Secondo quanto esposto, in assenza di ulteriori prove relative al danno, è dunque possibile invocare e utilizzare il criterio di liquidazione equitativa del danno ogniqualvolta vi sia la lesione di un diritto avente carattere strettamente personale rispetto al quale sussista l’impossibilità di dimostrare in concreto l’entità del danno.

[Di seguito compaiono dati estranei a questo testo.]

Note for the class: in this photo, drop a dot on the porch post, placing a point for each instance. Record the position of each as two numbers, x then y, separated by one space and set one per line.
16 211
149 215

(6) Trattasi di un argomento sul quale sono rinvenibili molteplici interventi giurisprudenziali in ambito labouristico aventi ad oggetto una pluralità di fattispecie. Il diritto al risarcimento del danno non patrimoniale è stato infatti riconosciuto:
A) Sia nell’ambito di condotte “attive” tenute dal datore di lavoro, atte a mortificare o offendere il lavoratore, rinvenibili in:
- condotte omofobe tenute dal datore di lavoro nei confronti di un dirigente – consistenti nella ripetizione di epiteti spregiativi ripetuti alla presenza di colleghi – la cui portata offensiva, commisurata al contenuto, alla reiterazione, alle modalità e al contesto di verificazione, ha leso la dignità del lavoratore (Cass. 19/02/2019 n. 4815);
- molestie sessuali, lesive della personalità morale e della dignità, in quanto svoltesi sul luogo di lavoro e consistenti in proposte di approccio, battute a sfondo sessuale, inviti a cena tendenziosi e apprezzamenti allusivi (Trib. Milano 30/01/2001);
- licenziamento ingiurioso, ove sussistano particolari modalità offensive del recesso, il cui risarcimento può costituire oggetto di valutazione equitativa da parte del Giudice indipendentemente dall’individuazione di un comportamento integrante gli estremi di reato (Trib. Milano 30/06/2003);
B) Sia nell’ambito di condotte “omissive” tenute dal datore relativamente a:
- mancato pagamento delle retribuzioni, le cui conseguenze si sono riverberate sulla vita provata del dipendente, non riuscendo quest’ultimo a onorare il canone di locazione, le utenze domestiche e a trattenere con sé i figli per interruzione del servizio del gas (Trib. Milano 21/09/2015 n. 2426 est. Moglia
– caso questo molto interessante);
- inattività dipendente imposta dal datore di lavoro in assenza di giustificati motivi, lesiva non solo dell’art. 2013 c.c. ma altresì del diritto al lavoro inteso come estrinsecazione della personalità del lavoratore, mortificato dal mancato esercizio delle prestazioni tipiche della qualifica di appartenenza (Cass. 18/05/2012 n. 7963).
(7) Le considerazioni svolte aprono pertanto a nuove frontiere liquidatorie del danno, risarcibile ogniqualvolta vi sia la lesione di un diritto costituzionalmente garantito.
Il risarcimento involge tanto la componente biologica ove adeguatamente supportata in giudizio da idoneo materiale probatorio, quanto la componente morale/esistenziale anche in via presuntiva.
In questo secondo caso, l’impossibilità di dimostrare in concreto l’entità del danno viene compensata dall’utilizzo del criterio equitativo di risarcimento, i cui parametri di liquidazione sono la durata, l’intensità, la gravità dell’offesa subita, la posizione delle parti e le circostanze in cui l’offesa è stata arrecata.